A reason you might want to form an LLC is it can be beneficial for those seeking liability protection, separating personal assets from business liabilities. It's wise to consult with an attorney to determine if this is necessary for your business.

Another reason an LLC might be beneficial is if you have future plans to grow your business, hire employees, and eventually elect to be taxed as an S-Corporation or become a Partnership. It's worth noting, however, that if you have employees as a sole proprietor and then decide to transition from a sole proprietorship to an LLC with employees, it will involve establishing a new legal entity since your sole proprietor Employer Identification Number (EIN) cannot be an LLC.

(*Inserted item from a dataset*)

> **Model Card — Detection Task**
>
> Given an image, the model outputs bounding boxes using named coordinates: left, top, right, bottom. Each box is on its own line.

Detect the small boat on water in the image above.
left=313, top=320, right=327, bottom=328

A recent development for LLCs, effective 1/1/2024, is the introduction of the Beneficial Ownership Information (BOI) reporting requirement. This is required to be filed when your entity is formed. If you had an LLC prior to 1/1/2024, you must file this initial report by 1/1/2025. If you’re filing an LLC in 2024, you have 90 days to file the report and 30 days to report changes in ownership. If you form an LLC after 1/1/2025, you must file your initial report within 30 days of the entity formation and 30 days to report changes in ownership. Fortunately, the filing can be completely done online at FinCEN’s website. This is not a public database. It’s important, though, that these filings are done timely. Otherwise, hefty monetary and potential criminal penalties can be enforced.

Understanding the legal and tax implications of LLC formation is the key to dispelling the myths, establishing an LLC for the right reasons, and maintaining compliance with the latest regulatory requirements.